No, CL non è il prodotto della nouvelle théologie, e le sue autoriduzioni a club culturale/sociale sono o l'effetto in grande scala dell'ignoranza, oppure il risultato dell'istituzionalizzazione e dell'imborghesimento.[4]
1) Un rinomato ecclesiastico raccontava tutto scandalizzato di un giovane ciellino che aveva detto “io credo solo alla mia esperienza”. Anziché leggervi il rifiuto delle ideologie e delle teorie calate dall'alto - se la fede fosse banalmente un contenuto dottrinale, Gesù si sarebbe limitato a pubblicare un libro - il miope prelato credeva di aver a che fare col solito esperienzialismo indifferente all'insegnamento delle cose della fede. Amare Cristo ha sempre avuto come corollario la sete di conoscerLo così come madre Chiesa ce lo presenta. Perciò l'insistenza ciellina sull'esperienza non è stata una ricetta accompagnata da altre ricette, ma è stata la risposta ad un cristianesimo senza desiderio e senza sete, sentimentalistico o intellettualistico. Anch'io direi “credo solo alla mia esperienza” per... rispondere telegraficamente all'insinuazione che ci sarebbe qualcosa dell'umano che non c'entra con Cristo.
2) Fu grazie alle indicazioni di Von Balthasar che la nascente società dei Memores Domini poté ricevere l'approvazione pontificia nel 1988 (pochi giorni prima della sua morte). Fu grazie alle donazioni di William Congdon che poté nascere il monastero alla Cascinazza. La grande gratitudine per Congdon sfocia in una incondizionata ammirazione di tanti tifosi ciellini per i suoi brutti dipinti. Per questo ho usato il termine “familiarità”. Per questo sono convinto che l'eventuale ammirazione per Von Balthasar da parte di tanti ciellini sia il risultato di una “familiarità” piuttosto che di un improbabile balthasarismo ciellino.
3) Il percepire un continuo bisogno di proclamarsi fedeli al Vaticano II è un ottimo spunto di riflessione per quanto riguarda la salute mentale e quella spirituale.

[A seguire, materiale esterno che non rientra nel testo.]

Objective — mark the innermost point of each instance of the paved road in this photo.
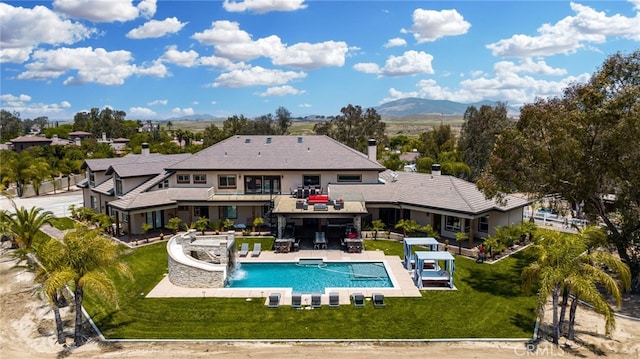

4) Per istituzionalizzazione intendo in realtà i suoi effetti collaterali, tra cui la perdita di una parte di libertà dovuta al fatto che ora siamo “un movimento come gli altri”, cioè siamo soggetti a tutta una serie di noiose omelie e noiosi gesti ecclesiali di cui prima, in quanto perseguitati, eravamo felicemente esonerati.